Au delà des discours, le vrai visage de la droite municipale !

Se retrancher derrière la « Lettre d’un Franconvillois… » pour s’en prendre à l’immigration non européenne qui serait par nature inassimilable tout en dénonçant le droit du sol, c’est le niveau zéro du courage politique.
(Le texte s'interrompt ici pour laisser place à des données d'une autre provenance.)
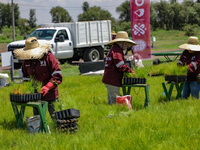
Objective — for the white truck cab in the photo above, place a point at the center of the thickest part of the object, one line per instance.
(73, 40)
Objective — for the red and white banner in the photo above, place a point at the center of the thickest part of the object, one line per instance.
(140, 25)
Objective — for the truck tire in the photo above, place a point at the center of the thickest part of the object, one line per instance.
(63, 61)
(92, 55)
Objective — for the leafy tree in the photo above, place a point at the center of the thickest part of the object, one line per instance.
(95, 13)
(59, 14)
(124, 10)
(23, 26)
(32, 18)
(85, 6)
(6, 15)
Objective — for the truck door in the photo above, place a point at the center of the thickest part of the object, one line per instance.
(64, 49)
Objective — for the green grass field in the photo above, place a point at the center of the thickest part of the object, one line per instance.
(162, 125)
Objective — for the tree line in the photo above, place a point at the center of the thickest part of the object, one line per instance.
(163, 15)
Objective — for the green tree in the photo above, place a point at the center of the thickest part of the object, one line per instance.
(23, 26)
(95, 13)
(124, 10)
(85, 6)
(59, 14)
(32, 18)
(6, 15)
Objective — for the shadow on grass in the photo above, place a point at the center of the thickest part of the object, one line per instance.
(10, 125)
(163, 99)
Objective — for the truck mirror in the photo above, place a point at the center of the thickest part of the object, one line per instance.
(61, 38)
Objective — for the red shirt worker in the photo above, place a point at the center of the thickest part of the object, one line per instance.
(115, 65)
(40, 64)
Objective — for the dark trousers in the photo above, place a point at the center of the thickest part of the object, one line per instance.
(51, 109)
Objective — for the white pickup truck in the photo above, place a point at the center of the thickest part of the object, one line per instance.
(72, 41)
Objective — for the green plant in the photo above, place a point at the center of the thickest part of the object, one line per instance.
(29, 87)
(191, 29)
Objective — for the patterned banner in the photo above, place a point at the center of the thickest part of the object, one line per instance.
(140, 25)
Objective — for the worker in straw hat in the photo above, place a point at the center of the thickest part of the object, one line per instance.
(115, 65)
(191, 58)
(40, 64)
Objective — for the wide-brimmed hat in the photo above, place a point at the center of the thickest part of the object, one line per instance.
(122, 36)
(192, 44)
(32, 50)
(113, 33)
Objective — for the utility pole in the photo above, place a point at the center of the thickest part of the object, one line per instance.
(13, 20)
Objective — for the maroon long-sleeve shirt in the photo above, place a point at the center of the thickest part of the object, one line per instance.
(115, 67)
(45, 70)
(193, 62)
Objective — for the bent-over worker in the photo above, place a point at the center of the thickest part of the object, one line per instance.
(40, 64)
(115, 65)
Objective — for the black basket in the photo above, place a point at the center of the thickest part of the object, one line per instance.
(24, 98)
(175, 78)
(67, 114)
(130, 81)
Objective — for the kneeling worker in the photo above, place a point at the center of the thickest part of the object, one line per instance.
(41, 65)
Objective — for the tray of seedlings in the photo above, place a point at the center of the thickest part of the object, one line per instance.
(140, 77)
(67, 120)
(174, 73)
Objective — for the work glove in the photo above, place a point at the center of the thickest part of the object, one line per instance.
(45, 89)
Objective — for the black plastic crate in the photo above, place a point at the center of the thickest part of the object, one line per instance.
(130, 81)
(175, 78)
(67, 114)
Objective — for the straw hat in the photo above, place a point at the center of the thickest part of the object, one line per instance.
(32, 50)
(122, 36)
(113, 33)
(192, 44)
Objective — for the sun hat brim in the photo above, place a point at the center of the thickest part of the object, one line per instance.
(191, 47)
(121, 40)
(36, 53)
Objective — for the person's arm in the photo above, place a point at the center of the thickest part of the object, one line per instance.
(56, 74)
(195, 64)
(120, 64)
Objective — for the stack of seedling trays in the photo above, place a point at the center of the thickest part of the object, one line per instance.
(67, 121)
(176, 78)
(130, 81)
(25, 98)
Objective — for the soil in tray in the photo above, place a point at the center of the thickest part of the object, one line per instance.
(176, 78)
(130, 81)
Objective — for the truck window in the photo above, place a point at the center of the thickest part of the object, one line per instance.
(43, 34)
(62, 32)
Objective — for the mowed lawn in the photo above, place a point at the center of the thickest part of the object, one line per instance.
(162, 125)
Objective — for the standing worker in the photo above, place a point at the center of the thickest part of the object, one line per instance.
(115, 65)
(191, 58)
(40, 64)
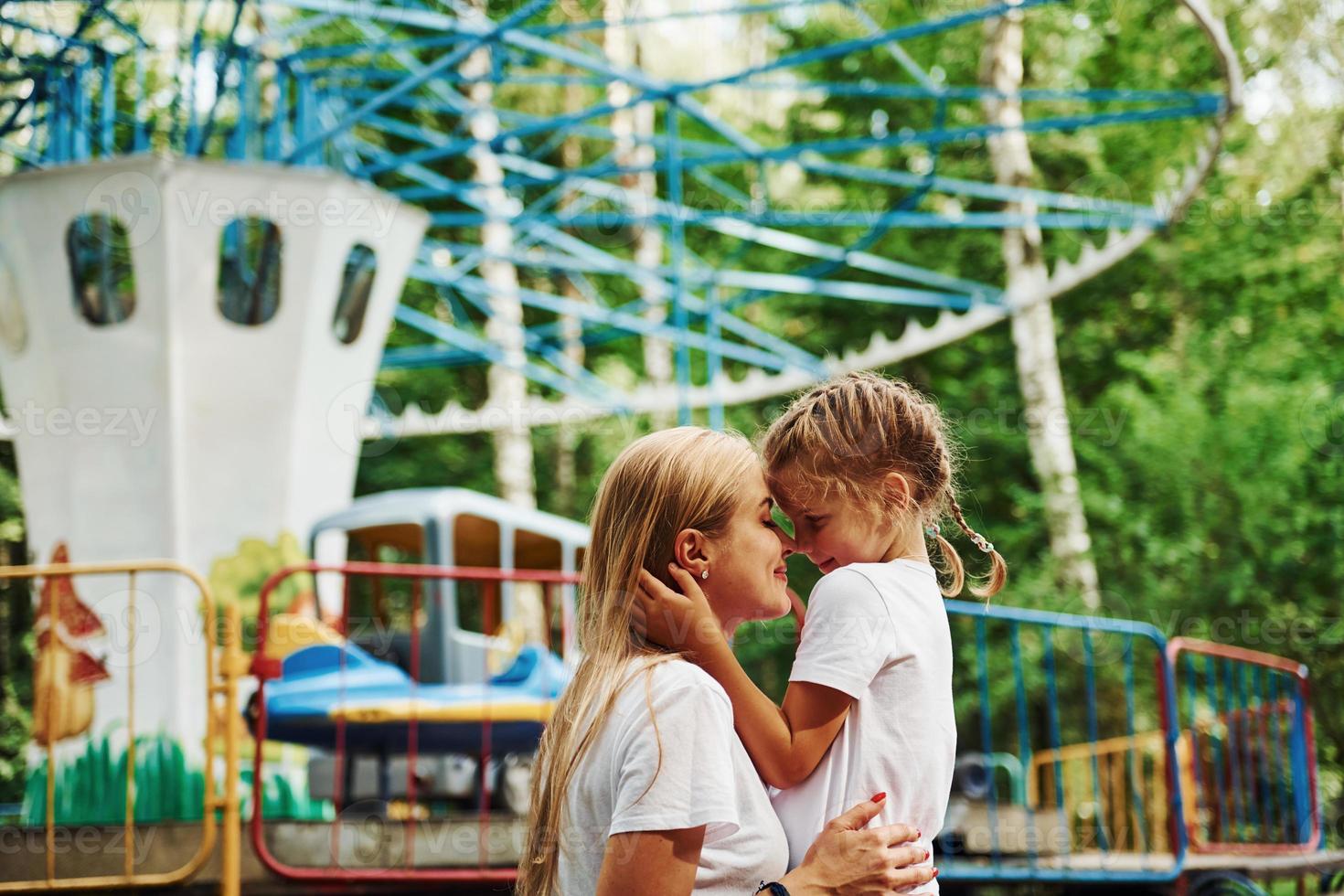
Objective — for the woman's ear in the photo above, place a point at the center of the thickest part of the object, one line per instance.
(691, 551)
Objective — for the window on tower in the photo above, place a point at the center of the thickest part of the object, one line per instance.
(14, 325)
(101, 274)
(249, 271)
(357, 283)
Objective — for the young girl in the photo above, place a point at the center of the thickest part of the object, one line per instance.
(863, 468)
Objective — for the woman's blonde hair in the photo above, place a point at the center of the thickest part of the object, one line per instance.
(661, 484)
(846, 435)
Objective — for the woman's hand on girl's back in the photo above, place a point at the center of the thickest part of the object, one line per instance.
(674, 620)
(849, 860)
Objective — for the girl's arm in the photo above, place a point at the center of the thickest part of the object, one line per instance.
(651, 863)
(785, 741)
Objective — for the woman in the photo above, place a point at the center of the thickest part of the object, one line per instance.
(641, 784)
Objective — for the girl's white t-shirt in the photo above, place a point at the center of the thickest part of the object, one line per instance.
(682, 766)
(880, 633)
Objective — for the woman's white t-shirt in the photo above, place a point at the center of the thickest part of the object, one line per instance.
(880, 633)
(682, 766)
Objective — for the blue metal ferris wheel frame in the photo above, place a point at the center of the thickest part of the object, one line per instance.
(335, 105)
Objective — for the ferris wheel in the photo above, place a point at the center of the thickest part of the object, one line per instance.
(625, 168)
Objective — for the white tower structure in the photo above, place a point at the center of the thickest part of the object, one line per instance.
(186, 352)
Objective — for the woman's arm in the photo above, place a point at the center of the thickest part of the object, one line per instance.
(651, 863)
(849, 860)
(785, 743)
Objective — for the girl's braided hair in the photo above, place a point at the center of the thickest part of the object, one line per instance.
(844, 437)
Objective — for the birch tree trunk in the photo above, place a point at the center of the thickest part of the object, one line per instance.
(506, 384)
(632, 123)
(1049, 432)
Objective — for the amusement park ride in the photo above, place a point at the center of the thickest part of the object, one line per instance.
(214, 212)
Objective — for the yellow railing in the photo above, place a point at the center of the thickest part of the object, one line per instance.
(222, 687)
(1112, 792)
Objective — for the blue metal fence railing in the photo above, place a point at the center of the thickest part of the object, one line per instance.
(1064, 700)
(1250, 755)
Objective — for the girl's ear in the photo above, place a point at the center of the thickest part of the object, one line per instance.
(900, 492)
(691, 551)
- Mesdames et Messieurs de la majorité municipale, votre « point de vue… » n’est autre que celui de Sarkozy et de ses sbires qui dénoncent pêle-mêle « les étrangers, les sans papiers, « le complot islamiste » etc. Aucune analyse sérieuse n’a retenu toutes leurs affirmations mensongères sur les causes des émeutes urbaines, y compris le rapport des renseignements généraux. Mais dans l’espoir d’en tirer un petit dividende politique, vous n’avez pas hésité !

Mais après tout, il est utile que les Franconvillois vous voient comme vous êtes, bien loin de l’image d’Epinal de paisibles gestionnaires, entretenue par le journal municipal.
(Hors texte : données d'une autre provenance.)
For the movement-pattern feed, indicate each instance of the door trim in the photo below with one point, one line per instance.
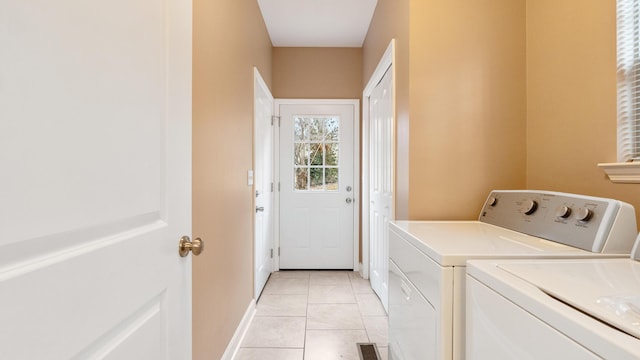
(260, 83)
(387, 60)
(356, 170)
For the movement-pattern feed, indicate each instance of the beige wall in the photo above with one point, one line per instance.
(468, 104)
(391, 21)
(571, 98)
(317, 73)
(464, 132)
(229, 39)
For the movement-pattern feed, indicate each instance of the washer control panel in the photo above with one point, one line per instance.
(585, 222)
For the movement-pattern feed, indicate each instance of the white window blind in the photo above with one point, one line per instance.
(628, 23)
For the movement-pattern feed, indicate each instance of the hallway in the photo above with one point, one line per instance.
(315, 315)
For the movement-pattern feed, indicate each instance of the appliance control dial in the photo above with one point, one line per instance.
(493, 201)
(530, 206)
(584, 214)
(563, 211)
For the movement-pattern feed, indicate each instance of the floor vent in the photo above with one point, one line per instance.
(368, 351)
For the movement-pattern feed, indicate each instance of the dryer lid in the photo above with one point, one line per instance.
(605, 289)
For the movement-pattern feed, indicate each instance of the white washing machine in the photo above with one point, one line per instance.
(554, 309)
(427, 267)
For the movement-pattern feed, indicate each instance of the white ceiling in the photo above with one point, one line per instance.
(317, 23)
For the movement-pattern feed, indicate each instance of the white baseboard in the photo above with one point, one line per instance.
(238, 336)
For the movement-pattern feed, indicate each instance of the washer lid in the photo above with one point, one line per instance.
(452, 243)
(605, 289)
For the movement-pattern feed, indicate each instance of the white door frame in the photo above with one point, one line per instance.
(259, 84)
(356, 170)
(387, 60)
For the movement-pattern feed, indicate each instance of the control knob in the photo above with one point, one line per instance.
(563, 211)
(584, 214)
(492, 201)
(530, 206)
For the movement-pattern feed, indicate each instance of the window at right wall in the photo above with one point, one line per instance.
(628, 80)
(627, 170)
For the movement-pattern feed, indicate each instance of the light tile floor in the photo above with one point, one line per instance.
(315, 315)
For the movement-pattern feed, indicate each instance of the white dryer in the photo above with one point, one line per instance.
(427, 267)
(554, 309)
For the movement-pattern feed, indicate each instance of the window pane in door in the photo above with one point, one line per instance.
(301, 154)
(317, 179)
(331, 179)
(332, 129)
(316, 154)
(332, 154)
(301, 178)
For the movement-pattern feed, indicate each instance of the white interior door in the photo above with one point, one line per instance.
(264, 183)
(317, 190)
(95, 154)
(381, 130)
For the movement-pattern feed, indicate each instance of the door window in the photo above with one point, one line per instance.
(316, 152)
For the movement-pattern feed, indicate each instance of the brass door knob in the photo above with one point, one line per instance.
(185, 245)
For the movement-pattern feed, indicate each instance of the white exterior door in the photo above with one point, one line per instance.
(381, 183)
(264, 183)
(95, 184)
(317, 189)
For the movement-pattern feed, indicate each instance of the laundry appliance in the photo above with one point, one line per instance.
(554, 309)
(427, 267)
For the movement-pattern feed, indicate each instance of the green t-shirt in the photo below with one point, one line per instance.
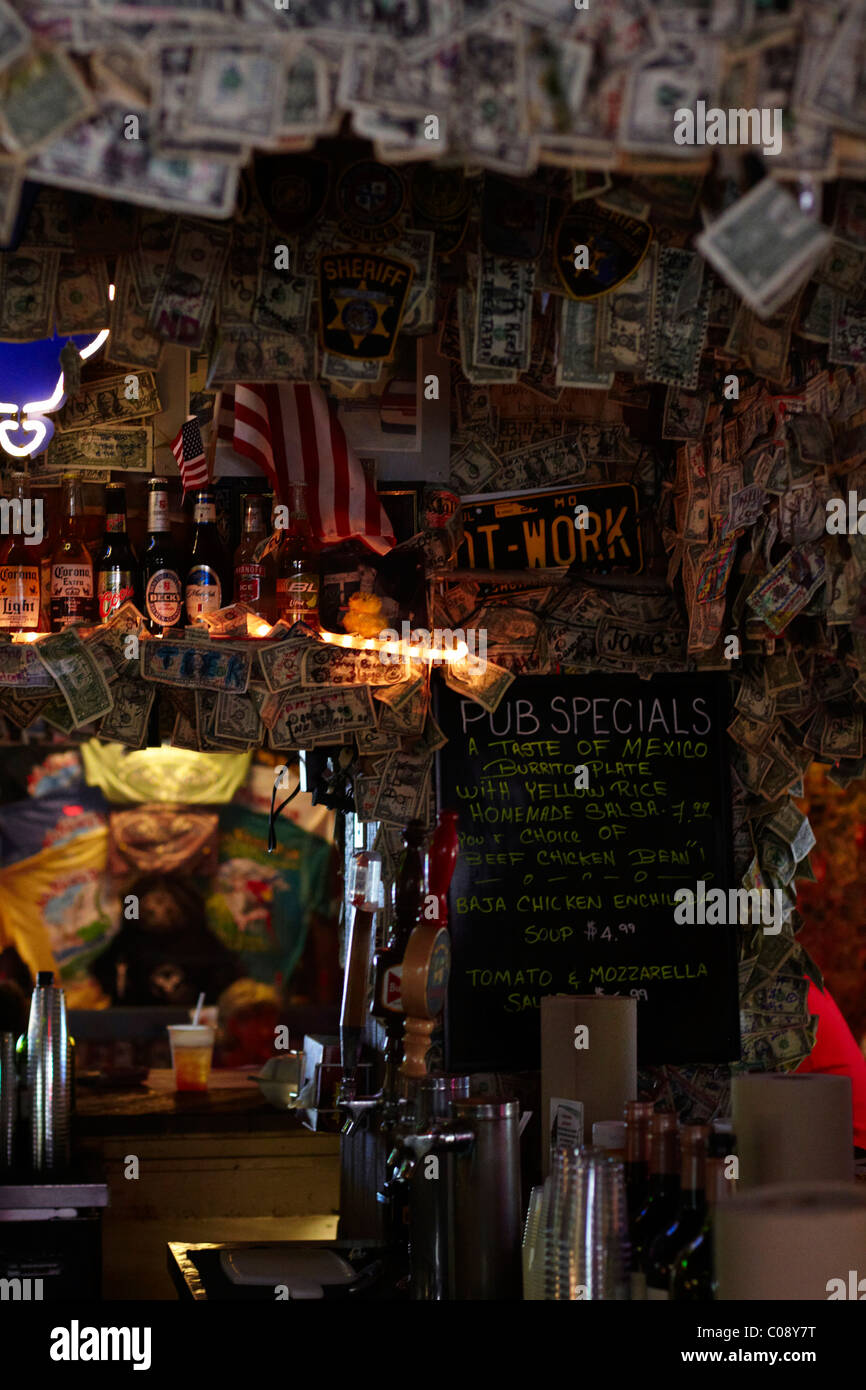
(259, 904)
- Dans la même veine, les vœux du Maire repeints au vernis social, ne trompent personne. Après avoir vanté l’intérêt de l’implantation de 4 points police en 2001, abandonnés car inutiles, il choisit de s’engager sur un projet de rénovation urbaine à la Fontaine Bertin et d’ouvrir des maisons de quartiers. Est ce une vraie conversion ou un calcul tactique ?

Peu importe. Si les projets sont de qualité et reçoivent l’assentiment des intéressés, nous les soutiendrons comme nous l’avons toujours fait en votant les crédits des équipements nécessaires à l’ensemble des habitants, aux clubs et aux associations.

Il reste d’actualité car malgré notre constance à réclamer depuis 2001 le rétablissement du quotient familial, la majorité qui l’a supprimé il y a 20 ans reste sourde !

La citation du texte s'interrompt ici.